Radon is a radio-active gas, found everywhere in the earth’s atmosphere with a half-life of 3.8 days, decays into other radio-active products, the so-called radon daughters or radon progeny.
Radon is continuously regenerated due to it being a product of decaying uranium; the latter is found everywhere in the earth’s crust.
The health concern for everyone
Data for the population of the USA
indicate the following:
Globally governments are obliged to
regulate exposure to radon
- Radon is the number one cause of lung cancer among non-smokers, according estimates of the Environmental Protection Agency 1
- Overall, radon is the second leading cause of lung cancer.
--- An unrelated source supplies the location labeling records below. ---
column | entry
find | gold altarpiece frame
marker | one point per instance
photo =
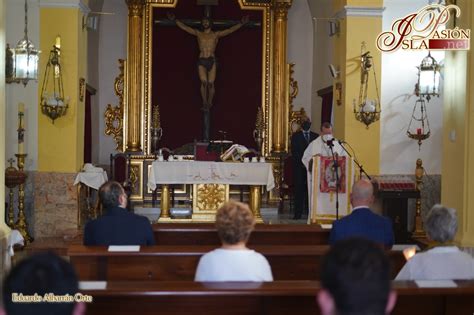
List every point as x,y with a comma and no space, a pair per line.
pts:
267,45
130,122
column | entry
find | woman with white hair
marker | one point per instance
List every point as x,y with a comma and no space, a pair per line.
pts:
444,261
233,261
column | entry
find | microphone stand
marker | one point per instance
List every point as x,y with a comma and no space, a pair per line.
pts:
335,165
361,168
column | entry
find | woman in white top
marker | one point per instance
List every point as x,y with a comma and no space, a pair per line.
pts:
442,262
233,261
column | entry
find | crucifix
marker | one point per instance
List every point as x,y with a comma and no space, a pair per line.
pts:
207,65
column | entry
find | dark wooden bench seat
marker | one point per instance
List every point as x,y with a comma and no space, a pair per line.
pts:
280,297
264,234
180,262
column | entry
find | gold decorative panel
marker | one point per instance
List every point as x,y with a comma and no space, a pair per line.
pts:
209,196
136,180
114,115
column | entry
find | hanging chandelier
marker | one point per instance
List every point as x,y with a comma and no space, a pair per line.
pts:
367,111
53,103
419,126
428,78
22,61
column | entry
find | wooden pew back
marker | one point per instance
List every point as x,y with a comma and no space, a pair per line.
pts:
284,297
161,263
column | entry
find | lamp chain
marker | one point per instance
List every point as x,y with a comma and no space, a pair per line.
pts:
376,87
27,41
26,21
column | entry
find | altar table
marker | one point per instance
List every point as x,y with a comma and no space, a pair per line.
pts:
210,182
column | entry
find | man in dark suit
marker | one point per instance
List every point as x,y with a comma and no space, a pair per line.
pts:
117,226
299,143
362,222
355,279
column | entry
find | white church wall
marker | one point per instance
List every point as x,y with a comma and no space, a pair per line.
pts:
300,52
112,46
399,75
16,93
323,45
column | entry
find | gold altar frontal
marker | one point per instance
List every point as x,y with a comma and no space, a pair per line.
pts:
207,198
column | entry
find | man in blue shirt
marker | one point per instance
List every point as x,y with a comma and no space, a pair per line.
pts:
362,222
117,226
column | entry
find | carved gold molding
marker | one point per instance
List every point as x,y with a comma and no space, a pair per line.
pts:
114,115
280,78
135,7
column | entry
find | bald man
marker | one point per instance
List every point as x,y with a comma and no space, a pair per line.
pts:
362,222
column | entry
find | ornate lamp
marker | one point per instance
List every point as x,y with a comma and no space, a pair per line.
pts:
419,126
367,111
53,103
428,78
22,61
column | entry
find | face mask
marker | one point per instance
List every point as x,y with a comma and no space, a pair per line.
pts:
327,138
306,125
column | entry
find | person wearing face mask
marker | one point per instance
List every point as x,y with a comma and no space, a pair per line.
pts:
322,146
299,142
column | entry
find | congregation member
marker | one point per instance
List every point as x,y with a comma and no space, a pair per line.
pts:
362,221
355,279
49,277
233,261
445,260
117,226
299,142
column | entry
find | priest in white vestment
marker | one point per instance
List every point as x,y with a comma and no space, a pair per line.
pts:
321,146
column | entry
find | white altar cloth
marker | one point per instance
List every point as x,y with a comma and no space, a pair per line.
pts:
200,172
91,179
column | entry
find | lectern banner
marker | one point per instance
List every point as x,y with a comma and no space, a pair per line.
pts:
323,188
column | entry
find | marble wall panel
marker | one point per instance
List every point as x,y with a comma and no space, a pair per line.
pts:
55,203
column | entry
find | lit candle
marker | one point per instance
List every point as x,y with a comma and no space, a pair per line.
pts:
21,129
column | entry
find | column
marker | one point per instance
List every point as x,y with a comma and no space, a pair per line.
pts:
457,171
61,145
280,82
134,70
360,21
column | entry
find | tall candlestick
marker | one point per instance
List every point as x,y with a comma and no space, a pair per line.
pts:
21,129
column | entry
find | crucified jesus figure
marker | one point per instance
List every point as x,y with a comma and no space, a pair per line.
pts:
207,40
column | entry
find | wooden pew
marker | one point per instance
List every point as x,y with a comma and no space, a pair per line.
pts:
264,234
283,297
180,262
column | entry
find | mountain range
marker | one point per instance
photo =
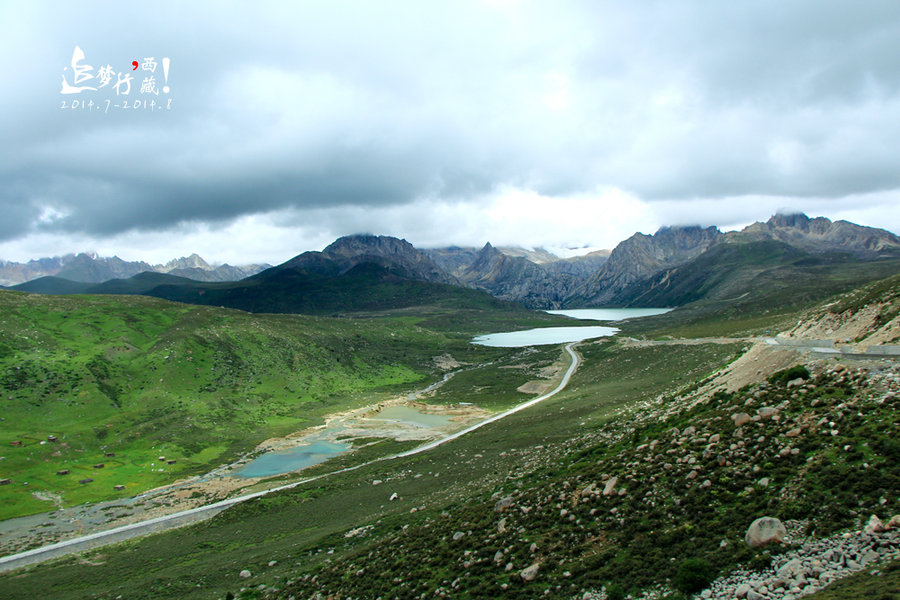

Radon is responsible for about 21,000 lung cancer deaths every year. About 2,900 of these deaths occur among people who have never smoked
- Lung cancer now surpasses breast cancer as the number one cause of death among women. A smoker who is also exposed to radon has a much higher risk of lung cancer
- A radon level (concentration) of 48 becquerel per cubic metre is considered as average – if 1,000 people who smoked were exposed to this level over a lifetime, about 20 people could get lung cancer
- If 1,000 people who smoked were exposed to radon at a concentration of 74 becquerel per cubic metre over a lifetime, about 32 people could get lung cancer (which compares to 6 times the risk of dying from poison)
- In the northern hemisphere it is common not only to continuously monitor the levels of radon at workplaces but also in most homes
- Regulations for South Africa (see Regulation Gazette No. 28755, 28 Apr 2006, Vol.490 No. 8454) are enforced by the National Nuclear Regulator
Radon (including of course the radon progeny) is the source of 55% of the average exposure of members of the United States population from all sources of ionizing radiation, compared to 11% from medical X-rays. The figures for Germany are 27% from radon and 48% from medical diagnostics
// Radon Properties 2,3
Radon-222 is formed from uranium-238 in the uranium decay series
It is a colourless, naturally occurring, radioactive noble gas that is formed from the decay of uranium. It is one of the heaviest substances that are gases under normal conditions and is considered to be a health hazard. Radon is a significant contaminant that affects indoor air quality worldwide. Radon gas from natural sources can accumulate in buildings with the concomitant potential negative health effects.
// Radon Analysis
There are many analysis methods for radon, nuclear track analysis being one. Nuclear track analysis utilises specific polymer materials sensitive to α-particles. CR-39 is such a material (plastic) and its the same polymer used in plastic lenses for glasses.
Image: Nuclear tracks made visible by etching in concentrated hot NaOH and the number of tracks are directly proportional to radon concentration / exposure. CR-39 viewed @ 20 X enlargement under a microscope showing “alpha tracks”.
CR39 is a polymer of diethylene glycol bis (allyl carbonate). The monomer is shown above.